Both stock investing and real estate investing have the same basic financial objectives. People invest money in both to make money from growth and/or income. Growth through price appreciation (increase in value or market price) is where you really make money, the big bucks. Here we compare the two investment options in terms of profitability and other factors Investructor.
Let’s talk about a $20,000 out-of-pocket 10-year investment in both investment options investing by traditional standards … like it has normally been done throughout the past 50 or so years. No unusual economic circumstances, no HEAVY leverage (borrowed money) involved. Now let’s look at both investment options.
Stock investing: The stock investment is $20,000 invested in a no-load S&P 500 Index fund which tracks the performance of the stock market. Over the long term the stock market has returned 10% a year. This is our assumed return, plain and simple.
Real estate investing: Here you buy a house in Middle America USA for $100,000, putting down $20,000, the traditional 20%. You average 3% a year in price appreciation. You rent it out to maintain an even cash flow. In other words, your rental income covers your mortgage payments, all repairs and maintenance, fees, taxes and so on. Plus, to keep it simple we assume that what you have paid off on your mortgage is absorbed by other expenses over the 10 years. So, if you were to sell after 10 years we will say that you still owe the bank $80,000. Sorry, this investment option is not so plain and simple to describe.
Let’s compare the profitability of these investment options.
Stock investing produced yearly average returns of 10%. Over 10 years $20,000 grows to $51,875 when compounded at 10%.
Real estate investing produced average yearly gains of 3% on $100,000. Growing at 3% a year the value of your house grows to $134,392 in 10 years. We are assuming that you still owe the bank $80,000, so the net value of your investment is $54,392. In reality you would owe less with a conventional mortgage.
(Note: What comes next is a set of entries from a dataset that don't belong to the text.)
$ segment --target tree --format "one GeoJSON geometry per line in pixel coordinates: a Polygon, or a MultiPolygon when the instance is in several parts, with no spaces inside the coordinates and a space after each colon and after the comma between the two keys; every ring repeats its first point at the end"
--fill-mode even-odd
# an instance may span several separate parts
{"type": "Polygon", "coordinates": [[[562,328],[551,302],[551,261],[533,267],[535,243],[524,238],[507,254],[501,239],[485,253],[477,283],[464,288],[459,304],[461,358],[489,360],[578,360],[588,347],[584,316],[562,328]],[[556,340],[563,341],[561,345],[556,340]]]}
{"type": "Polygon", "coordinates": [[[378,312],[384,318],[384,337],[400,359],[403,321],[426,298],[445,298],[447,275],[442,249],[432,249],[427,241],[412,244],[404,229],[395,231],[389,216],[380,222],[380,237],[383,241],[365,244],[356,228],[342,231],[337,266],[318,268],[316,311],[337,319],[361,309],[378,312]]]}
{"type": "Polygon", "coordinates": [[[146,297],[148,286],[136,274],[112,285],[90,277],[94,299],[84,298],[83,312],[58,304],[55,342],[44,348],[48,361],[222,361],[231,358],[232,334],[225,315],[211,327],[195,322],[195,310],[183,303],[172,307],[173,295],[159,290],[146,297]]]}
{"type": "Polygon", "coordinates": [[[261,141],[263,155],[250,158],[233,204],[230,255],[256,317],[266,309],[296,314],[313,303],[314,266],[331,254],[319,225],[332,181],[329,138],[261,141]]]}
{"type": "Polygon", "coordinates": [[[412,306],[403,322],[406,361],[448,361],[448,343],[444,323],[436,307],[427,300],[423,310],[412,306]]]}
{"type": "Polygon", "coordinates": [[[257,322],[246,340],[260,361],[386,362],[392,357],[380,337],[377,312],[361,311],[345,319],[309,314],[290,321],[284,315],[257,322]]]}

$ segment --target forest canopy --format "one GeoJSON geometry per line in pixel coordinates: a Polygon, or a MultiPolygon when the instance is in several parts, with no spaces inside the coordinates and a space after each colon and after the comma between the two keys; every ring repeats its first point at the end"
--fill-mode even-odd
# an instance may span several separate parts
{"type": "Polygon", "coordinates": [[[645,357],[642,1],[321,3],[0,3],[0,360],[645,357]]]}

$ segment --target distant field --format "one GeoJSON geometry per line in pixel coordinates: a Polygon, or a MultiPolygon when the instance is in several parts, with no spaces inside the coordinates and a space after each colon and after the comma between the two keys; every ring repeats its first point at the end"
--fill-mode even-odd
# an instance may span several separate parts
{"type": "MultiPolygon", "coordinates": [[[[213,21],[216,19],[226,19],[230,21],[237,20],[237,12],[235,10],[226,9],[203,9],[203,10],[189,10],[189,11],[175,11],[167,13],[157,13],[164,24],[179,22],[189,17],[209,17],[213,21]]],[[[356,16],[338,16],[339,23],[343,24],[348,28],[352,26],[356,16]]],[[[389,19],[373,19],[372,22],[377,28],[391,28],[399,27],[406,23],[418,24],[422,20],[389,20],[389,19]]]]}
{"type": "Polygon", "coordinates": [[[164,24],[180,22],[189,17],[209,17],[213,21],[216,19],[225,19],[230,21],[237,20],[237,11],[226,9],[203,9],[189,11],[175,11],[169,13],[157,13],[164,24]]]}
On the other hand this difference could easily be offset if extraordinary costs were incurred over the 10-year period.
You had $20,000 of your own money invested to make money. The score after 10 years: Stock investing grew your money to $51,875 and real estate got you to $54,392 under our traditional assumptions. In terms of profitability there wasn’t much difference.
But you and I both know that when you invest money to make money your success really depends on how well you know and play the game … no matter what arena you invest money in. For example, if you are good at selecting, improving, managing and financing real estate properties you can do much better than the above example.
You can also make over 10% a year in stock investing if you know how to invest in the stock market. The problem for most folks is that they don’t know how to invest in stocks, they are uninformed. Hence, stock investing for most folks is risky business.
On the other hand, TRADITIONALLY (not so in 2007-2009) many people are comfortable with real estate investing because they are familiar with real estate (they see it every day and likely grew up in a house). Real estate properties have historically gone up in value without many violent downswings. The stock market usually experiences a downturn (bear market) every few years.
Other basic differences in our two investment options follow.
Real estate properties require active management, and lack good liquidity as an investment. Selling a property can be costly and time consuming. On the other hand, real estate investing has traditionally been a good way to invest money and make it grow without taking much risk. Various investing techniques can be employed to enhance profits … financial leverage being among them.